Recovering a broken hard drive

Some people might think that opening the hard drive and putting things back together will get the drive to work again but the reality is that all the internal parts (especially the magnetic disk) are extremely sensitive to dust, finger prints and other external influences. This means that attempting to do so will most likely lead to the hard drive failing altogether, making the data very hard to recover.Of course broken hard drives can be recovered, but it is a job best left to be done by experts and professionals. The operations involved in hard drive recovery require a safe clinical environment free from dust and unwanted magnetic or electrical discharges. Most home environments are therefore not suited to that purpose.

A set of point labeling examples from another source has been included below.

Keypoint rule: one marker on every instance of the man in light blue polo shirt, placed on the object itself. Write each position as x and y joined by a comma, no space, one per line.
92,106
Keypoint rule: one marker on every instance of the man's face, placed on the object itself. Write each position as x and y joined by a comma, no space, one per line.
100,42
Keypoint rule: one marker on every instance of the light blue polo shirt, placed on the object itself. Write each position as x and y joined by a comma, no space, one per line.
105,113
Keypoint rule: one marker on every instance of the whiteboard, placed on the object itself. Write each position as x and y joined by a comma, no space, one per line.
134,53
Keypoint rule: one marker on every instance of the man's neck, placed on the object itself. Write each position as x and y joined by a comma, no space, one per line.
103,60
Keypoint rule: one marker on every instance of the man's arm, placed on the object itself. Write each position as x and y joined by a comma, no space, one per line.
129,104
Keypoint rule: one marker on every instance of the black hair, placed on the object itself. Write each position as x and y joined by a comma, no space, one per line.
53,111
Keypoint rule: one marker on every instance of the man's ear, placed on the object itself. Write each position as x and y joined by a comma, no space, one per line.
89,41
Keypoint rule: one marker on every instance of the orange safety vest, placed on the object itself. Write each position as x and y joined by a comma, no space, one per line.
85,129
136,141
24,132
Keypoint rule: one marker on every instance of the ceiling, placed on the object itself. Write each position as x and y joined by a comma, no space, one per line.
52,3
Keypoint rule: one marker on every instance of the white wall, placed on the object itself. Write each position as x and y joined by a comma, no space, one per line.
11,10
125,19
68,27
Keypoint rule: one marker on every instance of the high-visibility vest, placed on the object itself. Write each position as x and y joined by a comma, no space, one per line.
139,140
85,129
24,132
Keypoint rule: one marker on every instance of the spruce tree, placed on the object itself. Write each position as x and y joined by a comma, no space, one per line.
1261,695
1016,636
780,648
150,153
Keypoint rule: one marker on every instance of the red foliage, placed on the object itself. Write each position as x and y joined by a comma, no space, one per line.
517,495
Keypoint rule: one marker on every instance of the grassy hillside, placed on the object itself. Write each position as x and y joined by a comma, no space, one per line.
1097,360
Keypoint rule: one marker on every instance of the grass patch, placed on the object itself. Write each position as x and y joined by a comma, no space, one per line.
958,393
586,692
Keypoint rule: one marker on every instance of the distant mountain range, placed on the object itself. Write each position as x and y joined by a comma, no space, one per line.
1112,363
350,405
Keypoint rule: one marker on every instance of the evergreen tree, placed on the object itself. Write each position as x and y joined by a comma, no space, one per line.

Best alternatives to hard drive storage

This article shows that hard drives might not be the most reliable ways to keep storage over time and that there is a need to use other methods to keep our data safe and loss-proof. The best alternative method to hard drive storage is online storage, also referred to as cloud storage. This allows us to upload our data onto existing online servers which are catered for that exact purpose. Services such as Dropbox will allow us to store a certain amount of data for free; offering payed packages for bigger amounts of data. Their servers are designed to be fail proof; meaning they have spare copies of our data spread across different online drives. Should one drive fail, other drives will keep those backups, ensuring we do not lose our data. Cloud storage can be accessed from any online computer with the right credentials so not only is cloud storage safer, it also offers better accessibility.

This does not make using our own hard drives redundant though, but it shows that any important data should really be backed up multiple times to prevent incidents of total data loss. So whether it is using multiple hard drives or online cloud storage, the emphasis remains on the owner of the data to take the necessary precautions to make sure that their data is backed up safely.